To gain perspective on people’s experiences in special education, TRU alum Lena Stengel interviewed local members of the BC Retired Teachers’ Association, school administrators, teachers, educators, teaching assistants, parents and students. Stengel was awarded an Undergraduate Research Experience Award program scholarship in 2019 to work on the project.
“We’re really grateful for Lena’s work,” says Calder Stegemann. “It’s labour intensive to interview people, but we felt really strongly we wanted those voices in our chapters.

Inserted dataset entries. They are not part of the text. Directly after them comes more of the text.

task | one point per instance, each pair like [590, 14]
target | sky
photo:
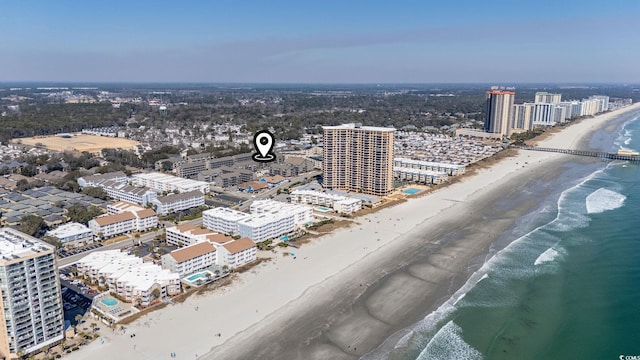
[368, 41]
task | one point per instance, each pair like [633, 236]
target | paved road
[274, 190]
[119, 245]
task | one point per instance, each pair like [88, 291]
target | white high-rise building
[358, 158]
[522, 117]
[603, 102]
[590, 107]
[543, 115]
[548, 98]
[559, 114]
[499, 107]
[32, 305]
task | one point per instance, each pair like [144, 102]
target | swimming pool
[201, 276]
[411, 191]
[109, 301]
[194, 277]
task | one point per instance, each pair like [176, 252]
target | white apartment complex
[97, 179]
[549, 98]
[190, 259]
[237, 253]
[164, 182]
[123, 217]
[266, 226]
[71, 234]
[202, 255]
[185, 235]
[268, 219]
[223, 220]
[29, 285]
[128, 276]
[419, 175]
[177, 202]
[115, 185]
[339, 203]
[449, 169]
[121, 191]
[301, 214]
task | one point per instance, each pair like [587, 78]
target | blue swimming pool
[195, 277]
[109, 301]
[411, 191]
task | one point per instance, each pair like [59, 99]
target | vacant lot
[78, 142]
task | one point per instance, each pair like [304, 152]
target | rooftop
[239, 245]
[192, 251]
[353, 126]
[112, 219]
[225, 214]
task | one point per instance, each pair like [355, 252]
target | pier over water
[595, 154]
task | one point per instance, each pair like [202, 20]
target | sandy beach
[348, 291]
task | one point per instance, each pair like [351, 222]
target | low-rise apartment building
[177, 202]
[97, 179]
[223, 220]
[190, 259]
[449, 169]
[185, 235]
[123, 217]
[164, 182]
[129, 277]
[237, 253]
[71, 234]
[339, 203]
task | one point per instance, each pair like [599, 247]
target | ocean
[568, 288]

We’ve included the list of contributors in every chapter so the people who were interviewed, even if their quotes didn’t make it into the text, were listed along with their role.”
The book’s core writing team – members of the BC Retired Teachers’ Association – gave life to the project by weaving the many voices throughout the text.
“Because of their hard work and dedication, the writing team created a book that’s a voice in your ear, highlighting the importance and necessity for meeting the needs of students with diverse abilities,” says Calder Stegemann.
Unfortunately, due to the challenges caused by COVID-19 and other unforeseen circumstances, the writing team wasn’t able to speak with Secwépemc community members about special education.
“We wanted to include an Indigenous perspective, because we strongly wanted to know how special needs, or individuals with different abilities, are dealt with in Indigenous communities,” says Calder Stegemann. “We hired Indigenous students from TRU to interview Elders and other community members, but unfortunately we couldn’t get that perspective.”
Instead, SD63 District Principal of Aboriginal Education Mike Bowden provides some insight in the book’s foreword.
“Mike talks a little bit about some of the challenges and issues around special education in Indigenous communities, but our hope is that at some point the Secwépemc community will tell their own story,” says Calder Stegemann.
The book is available at the TRU Bookstore.